Cheap is Expensive in online leads (“goedkoop koop, is duur koop”)
A great saying in Afrikaans is “goedkoop koop, is duur koop“, or sometimes shortened to “goedkoop is duur koop” or similar. What it basically says is that buying cheap stuff, is expensive. For the online marketing folk among us, this has often turned out to be the case. If you are looking to buy cheap media, leads or customers, it is often an expensive and frustrating experience. Michael Arrington/Techcrunch’s attack on Offerpal Media and the immense revenue that is currently being generated by driving offers to advertisers that are at best of questionable value to consumers, of questionable quality to marketers and at worst, deceptive and fraudulent.
Niki Scevak had a great post some months ago on the “Impending Doom of Facebook Apps” that should be required reading for assessing this issue, which Techcrunch is continuing to pursue and rightly so.
I agree with Niki that a lot of this short-term revenue will and should be going away. Companies like Tatto Media getting taken to task and to court, and paying hundreds of thousands of dollars to Attornies General while continuing to running questionable mobile offers: it’s clear that this kind of fine is just a drop in the bucket to them. I’d heard from someone running the MyLuvCrush ads describe it as “crack cocaine”. Tatto has pumped a lot of that money into tradeshow booth dollars at Ad:Tech and other shows in an attempt to build a legit “behavioral marketing” business as discussed here (using Flash cookies, which are becoming a bit of a privacy third rail currently and as many companies are moving away from this technology for that reason as moving toward it). But I digress…
The quality of these kinds of leads is the same as what we saw a few years ago when the incentivized “free ipod” type of offers became prevalent — and especially for so-called “soft” or “semi-hard” offers (where there is no credit card hit which means the user is paying for an offer or as opposed to something like Netflix they can cancel before a trial period is up) like inquiries for an insurance or mortgage quote, these incentivized offers became a bad joke in the lead generation industry and caused a lot of issues for companies that bought, resold and tried to pretend these had the same quality as leads generated directly from display or search ads. Cheaper leads? Oh yes. But given that a lot of these “leads” ended up in call centers taking up someone’s time to call, they had a real cost that was a bit harder to assess directly but made them really expensive.
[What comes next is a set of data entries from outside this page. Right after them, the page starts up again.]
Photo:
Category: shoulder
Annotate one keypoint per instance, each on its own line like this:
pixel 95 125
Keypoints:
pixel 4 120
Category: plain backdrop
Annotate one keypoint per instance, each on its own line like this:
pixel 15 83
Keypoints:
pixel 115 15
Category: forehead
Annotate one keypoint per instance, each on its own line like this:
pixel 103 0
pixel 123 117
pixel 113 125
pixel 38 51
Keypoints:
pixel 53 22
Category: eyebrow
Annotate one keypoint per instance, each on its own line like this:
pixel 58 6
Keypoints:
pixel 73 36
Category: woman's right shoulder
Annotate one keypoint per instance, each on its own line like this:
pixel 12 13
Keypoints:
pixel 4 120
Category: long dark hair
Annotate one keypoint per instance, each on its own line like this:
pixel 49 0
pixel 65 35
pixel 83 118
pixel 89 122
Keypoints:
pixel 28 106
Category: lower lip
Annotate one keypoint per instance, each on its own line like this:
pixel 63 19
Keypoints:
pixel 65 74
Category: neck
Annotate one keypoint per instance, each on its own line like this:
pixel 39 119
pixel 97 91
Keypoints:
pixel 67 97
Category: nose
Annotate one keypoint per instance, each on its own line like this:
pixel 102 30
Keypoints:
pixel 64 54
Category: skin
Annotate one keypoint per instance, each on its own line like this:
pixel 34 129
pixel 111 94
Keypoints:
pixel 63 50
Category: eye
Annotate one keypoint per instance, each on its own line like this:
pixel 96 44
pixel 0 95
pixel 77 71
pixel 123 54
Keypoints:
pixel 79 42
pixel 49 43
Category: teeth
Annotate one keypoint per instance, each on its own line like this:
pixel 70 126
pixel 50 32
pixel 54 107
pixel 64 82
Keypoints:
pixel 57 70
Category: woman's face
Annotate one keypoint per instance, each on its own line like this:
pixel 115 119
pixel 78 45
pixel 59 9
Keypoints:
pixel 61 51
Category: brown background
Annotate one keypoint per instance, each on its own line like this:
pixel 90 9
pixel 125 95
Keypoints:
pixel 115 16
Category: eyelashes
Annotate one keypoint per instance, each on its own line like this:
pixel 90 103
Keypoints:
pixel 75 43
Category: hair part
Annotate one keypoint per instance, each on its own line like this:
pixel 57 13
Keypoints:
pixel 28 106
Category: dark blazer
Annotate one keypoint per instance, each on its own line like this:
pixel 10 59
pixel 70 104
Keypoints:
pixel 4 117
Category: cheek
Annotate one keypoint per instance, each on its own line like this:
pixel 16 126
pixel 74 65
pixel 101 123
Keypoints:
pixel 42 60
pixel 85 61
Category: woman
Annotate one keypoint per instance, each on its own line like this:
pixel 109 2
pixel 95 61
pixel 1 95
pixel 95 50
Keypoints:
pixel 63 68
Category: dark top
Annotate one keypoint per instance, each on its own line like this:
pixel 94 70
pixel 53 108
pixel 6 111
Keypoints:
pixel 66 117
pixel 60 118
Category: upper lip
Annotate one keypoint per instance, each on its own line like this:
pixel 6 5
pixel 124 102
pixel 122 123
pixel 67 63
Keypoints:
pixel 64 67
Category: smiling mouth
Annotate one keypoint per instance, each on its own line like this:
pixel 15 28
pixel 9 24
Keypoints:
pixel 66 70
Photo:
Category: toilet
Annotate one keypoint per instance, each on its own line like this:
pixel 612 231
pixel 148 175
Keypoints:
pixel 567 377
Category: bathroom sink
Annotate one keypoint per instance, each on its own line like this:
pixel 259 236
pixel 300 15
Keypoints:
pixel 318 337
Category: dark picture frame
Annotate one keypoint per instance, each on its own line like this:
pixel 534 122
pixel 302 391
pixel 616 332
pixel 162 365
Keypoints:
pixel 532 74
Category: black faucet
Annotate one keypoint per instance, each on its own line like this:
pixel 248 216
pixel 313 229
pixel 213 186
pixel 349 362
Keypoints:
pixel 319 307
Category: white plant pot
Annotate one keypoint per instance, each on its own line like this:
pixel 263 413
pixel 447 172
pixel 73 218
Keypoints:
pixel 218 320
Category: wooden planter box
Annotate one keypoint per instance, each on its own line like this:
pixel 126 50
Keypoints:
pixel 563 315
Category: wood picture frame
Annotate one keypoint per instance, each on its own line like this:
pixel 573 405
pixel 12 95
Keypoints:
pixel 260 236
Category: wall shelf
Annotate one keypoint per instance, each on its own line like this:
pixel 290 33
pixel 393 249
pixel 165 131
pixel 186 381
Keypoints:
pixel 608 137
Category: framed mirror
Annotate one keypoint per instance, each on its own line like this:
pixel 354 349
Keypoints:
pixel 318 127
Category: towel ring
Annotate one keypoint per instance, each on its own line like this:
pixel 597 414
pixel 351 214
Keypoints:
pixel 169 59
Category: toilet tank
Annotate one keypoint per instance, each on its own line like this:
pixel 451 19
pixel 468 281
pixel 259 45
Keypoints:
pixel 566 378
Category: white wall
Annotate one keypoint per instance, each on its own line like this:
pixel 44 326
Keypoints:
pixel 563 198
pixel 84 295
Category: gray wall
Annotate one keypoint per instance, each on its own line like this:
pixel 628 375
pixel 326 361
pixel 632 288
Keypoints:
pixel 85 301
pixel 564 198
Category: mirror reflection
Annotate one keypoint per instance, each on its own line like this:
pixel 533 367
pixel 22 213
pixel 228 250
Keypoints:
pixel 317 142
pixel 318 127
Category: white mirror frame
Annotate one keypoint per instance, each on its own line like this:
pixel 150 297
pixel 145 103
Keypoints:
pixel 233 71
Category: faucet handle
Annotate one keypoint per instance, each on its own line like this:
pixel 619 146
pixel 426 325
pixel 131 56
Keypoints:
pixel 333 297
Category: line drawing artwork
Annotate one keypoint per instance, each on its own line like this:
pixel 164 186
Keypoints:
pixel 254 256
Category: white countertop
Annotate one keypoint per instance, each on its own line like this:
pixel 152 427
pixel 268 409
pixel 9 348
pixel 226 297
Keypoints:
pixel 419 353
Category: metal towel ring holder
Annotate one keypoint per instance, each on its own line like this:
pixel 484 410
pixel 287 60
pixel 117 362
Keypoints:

On the other hand – some companies don’t care since enough of the time they’re going to charge your credit card and make some money off of you. Take the example of the options for a game player in Farmville on Facebook to get more Farmcash. Lots of offers as options including the mentioned Blockbuster/Netflix ones. Or you could try this one:
A big asterisk next to the word free – uh oh? What does that mean? Well there’s nothing on this page with an asterisk, so let’s look at the next page. On the landing page it says “*Pay up to $9.95 (or $9.95 USD in Canada) for shipping & processing.” But wait, there’s more! Read on and it says:
ANY TWO of the three computer tutorial CD-ROMs are yours free without further obligation, PERIOD. Take 10 days to decide if you want to keep the complete set of CDs. After your 10-day free trial, if you decide to keep the complete Lesson Suite, we’ll conveniently bill your credit card just $189.95 USD . Simply follow the instructions in your package for your free camera. Or simply call Customer Care at 1-800-519-4110 if you decide to return any one of the discs. You will be charged nothing more, and get to keep two computer learning CD-ROMS! You can also return everything within 10 days and receive a full shipping & processing refund upon your request.
Ah so not so free eh? Well okay, so not everyone is a cheap date. Which means that people signing up for offers will tend to go for the easier to get out of, the simpler ones… and that’s the issue.
Ultimately, cheap leads and cheap media often turn out to be more expensive than companies think at first – and often it is because the path to true conversion is more convoluted, which for leads often happens off the web in a call center or during a longer cycle. And not just for the vendors – as we can see from this incident, a promising set of ideas (virtual currency, offers in exchange for money to developers) can be tainted by the stink of cheap, shitty leads that unsustainably and temporarily fuel an advertising micro-economy.